The chart-topping smash “We Constructed This Metropolis”—written by Taupin and Martin Web page in 1985 for the band Starship—is among the most divisive pop songs in historical past, which Taupin is properly conscious of. “Derided by Blender journal as ‘essentially the most awesomely dangerous tune of all time’ (a praise I put on as a badge of honor), it has refused to die, steamrolling on lengthy after Blender journal bit the mud,” the lyricist writes.

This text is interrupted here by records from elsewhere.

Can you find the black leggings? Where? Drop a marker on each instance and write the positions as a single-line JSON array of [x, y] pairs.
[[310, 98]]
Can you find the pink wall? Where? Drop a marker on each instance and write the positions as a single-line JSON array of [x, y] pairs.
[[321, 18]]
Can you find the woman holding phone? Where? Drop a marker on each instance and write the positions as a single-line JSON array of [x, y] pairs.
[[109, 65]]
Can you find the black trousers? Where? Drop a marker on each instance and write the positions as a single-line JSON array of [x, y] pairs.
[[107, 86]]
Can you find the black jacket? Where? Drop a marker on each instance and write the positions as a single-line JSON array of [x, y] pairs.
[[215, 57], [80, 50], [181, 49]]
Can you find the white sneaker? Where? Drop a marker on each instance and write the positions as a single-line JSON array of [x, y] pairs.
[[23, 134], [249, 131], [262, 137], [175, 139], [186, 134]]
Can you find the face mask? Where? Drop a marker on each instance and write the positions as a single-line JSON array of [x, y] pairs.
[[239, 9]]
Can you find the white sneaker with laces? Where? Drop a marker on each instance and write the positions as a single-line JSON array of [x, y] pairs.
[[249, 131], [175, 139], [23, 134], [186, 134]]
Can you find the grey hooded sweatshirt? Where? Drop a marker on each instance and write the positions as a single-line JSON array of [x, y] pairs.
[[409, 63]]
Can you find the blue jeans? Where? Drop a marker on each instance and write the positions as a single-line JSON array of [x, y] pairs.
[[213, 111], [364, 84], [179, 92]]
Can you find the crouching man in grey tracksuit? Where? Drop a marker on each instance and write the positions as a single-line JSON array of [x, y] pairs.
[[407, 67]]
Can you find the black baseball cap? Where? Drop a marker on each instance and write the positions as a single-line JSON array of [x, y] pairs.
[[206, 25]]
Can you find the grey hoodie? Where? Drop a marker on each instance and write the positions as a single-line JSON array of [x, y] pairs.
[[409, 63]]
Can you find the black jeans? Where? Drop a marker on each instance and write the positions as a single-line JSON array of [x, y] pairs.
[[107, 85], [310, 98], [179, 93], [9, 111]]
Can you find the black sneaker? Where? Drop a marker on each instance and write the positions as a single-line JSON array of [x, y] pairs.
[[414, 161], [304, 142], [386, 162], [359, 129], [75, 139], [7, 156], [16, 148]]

He then goes on to rail towards Grace Slick, who shares lead vocal duties on the tune with Mickey Thomas: “Even Grace Slick selected to trash speak it as soon as she was certain the success it afforded her group had dissipated. In later years she even took time to step up the warmth by trashing the absurdity of the lyrics, which coming from somebody whose earlier profession included its personal quota of songs riddled with unfathomable mumbo jumbo ought to get her equal billing in tacky detritus. While you spend the most effective a part of your grownup life portray photos of white rabbits as a result of it references the one tune of yours that anybody remembers, I wouldn’t go knocking one which persons are doing to recollect lengthy after the rabbit’s useless.”
He continues: “Do I just like the tune? It’s a moot level. If I hadn’t written it, no, however I did, so I stand by it.”